Former pro wrestling world champion The Iron Sheik AKA Sheikie Baby shook the foundations of astronomy and physics with his tweet earlier today.
Former WWE world champion The Iron Sheik rocked the foundations of what is knowable earlier this morning with a tweet about daredevil Felix Baumgartner’s successful skydive from the stratosphere.
“the (sic) Felix Baumgartner never sold out madison square garden,” the Iron Sheik tweeted, “ He no legend like the sheikie baby. fuck him and fuck space for putting him over.”
To those familiar with the jargon common to the pro wrestling industry, the implications of this angry diatribe are enormous. In just 108 characters, this wrestling legend has accused the vastness of space itself—which meausres at a minimum of 28-billion light years in diameter that we currently know of–laid down, took a dive, or jobbed out to a 43-year-old Austrian skydiver.
Even if we limit the scope of The Iron Sheik’s definition of space to only include our own Solar System, it would mean that something taking up over 14 trillion kilometers or 100,000 astronomical units knowingly and purposefully went down 1-2-3 in the middle of the ring to a much smaller opponent.
Sheikie Baby’s bromide may have consequences for the fields of religion and philosophy as well as for astrophysics. What the Iron Sheik is saying here is that the universe we live in “does business,” in that it will negotiate with often greedy and shortsighted promoters to elevate more photogenic stars. One would be tempted to summon the overly used phrase Lovecraftian to describe this, but the scope is so much more staggering than anything dreamed up by science-fiction author H. P. Lovecraft.

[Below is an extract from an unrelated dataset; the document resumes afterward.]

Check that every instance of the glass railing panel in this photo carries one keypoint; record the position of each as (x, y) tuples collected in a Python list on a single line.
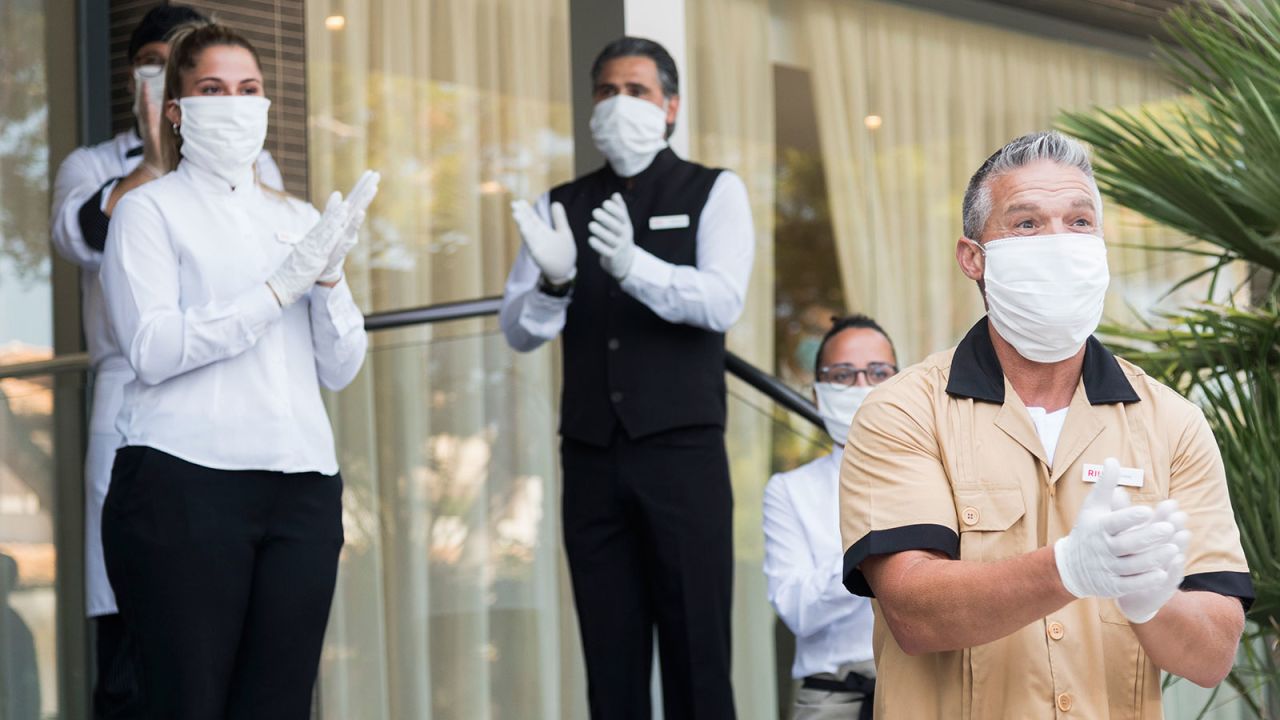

With this one tweet The Iron Sheik has transcended to the level of an Aristotle or 16th Century French philosopher and mathematician René Descartes—thinkers who not only defined what is knowable, but the very nature of knowledge itself. The Iron Sheik first won the WWF (now WWE) world championship on December 26, 1983 at Madison Square Garden in New York in front of a sold-out crowd.